The following story was reported during The Student Journalist Program’s five-day Summer Newsroom Workshop in August, 2016.
You may have heard old sayings about the power of the pen. Today, it’s all about the power of the tweet. Social media has pushed the 2016 campaign beyond door knocking.
Running many politicians’ and businesses’ social media accounts are teams of employees called social media strategists. The field gained a lot of attention after the 2008 Obama campaign, and today they are the ones who send out the Facebook messages, create the campaign graphics on Snapchat and sometimes start Twitter wars. These are the people who are trying to influence what appears in your news feed.
But there’s little concrete evidence that their strategic messages are getting people to the voting booths.
Some say this could be detrimental for Trump’s campaign, as it relies heavily on social media influence. Although he has more than 11 million Twitter followers, he has a seemingly absent ground game. In other words, the campaign has substituted traditional campaign methods, like door knocking and phone banking, with social media.
Nikki Usher, an assistant professor at the George Washington University School of Media and Public Affairs, believes that having a ground game remains crucial.
“Showing up at people’s homes and knocking on their doors is the single most effective way to get somebody to show up to vote,” she said.
In 1998, Yale University professors Alan Gerber and Donald Green found that just one in-person conversation boosted voter turnout by 20 percent. According to the Federal Election Commission, the Clinton campaign has more than 600 staffers, while the Trump campaign totaled less than 100 overall. This means six times the amount of potential face-to-face interactions with the Clinton campaign.
Any proof of the impact of social media engagement, in comparison, is murkier.
“Can you get people energized about a candidate and excited about a candidate and get donations? Social media’s great for that. But whether that actually translates into direct voter action, I’ve got to stress we do not have any evidence of that.”
The reason for this lack of evidence is that there is no way to track what social media strategists call a “return on investment” -- whether or not the message a strategist releases actually influences someone to do what they intended.
Hillary Clinton’s digital operation is made up of more than 100 staffers, according to Mashable. Among other things, this team runs all of the campaign’s social media accounts to engage people with Clinton’ campaign, while trying to overcome the challenge that many people find her unlikeable or untrustworthy.
It is hard to say just how impactful the efforts of either campaigns’ social strategists will go.
Usher said the only way to quantify this return is to “track everybody that is on a social media platform, follow up with them, and then engage in some sort of survey in why they took the action that they did.”

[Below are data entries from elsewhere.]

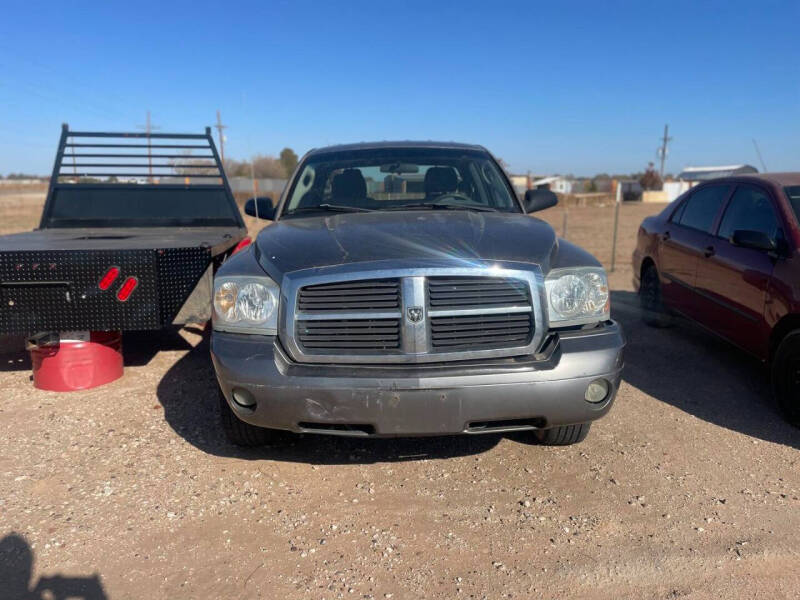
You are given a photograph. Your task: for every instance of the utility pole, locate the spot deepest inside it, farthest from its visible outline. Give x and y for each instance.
(662, 152)
(219, 127)
(148, 128)
(761, 160)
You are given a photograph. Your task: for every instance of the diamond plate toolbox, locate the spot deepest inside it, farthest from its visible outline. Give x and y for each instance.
(57, 290)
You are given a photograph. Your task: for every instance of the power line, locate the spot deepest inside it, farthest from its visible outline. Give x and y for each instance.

There are other barrier social strategists face. Individual users can personalize their newsfeeds making it difficult for campaign messages to land on the screens of the Americans they’re trying to bring to the polls.
“You are likely to have friends with similar views and follow news outlets that reflect your opinions,” said Alissa Arford, director of online strategy at the Robert H. Smith School of Business at the University of Maryland.
“If you have friends who are very extreme in their views and you don’t agree with them you may even decide to stop following them or hide their posts. If you’ve crafted your social media experience to only see posts you want to see, how effective are the negative posts made by the other candidate?”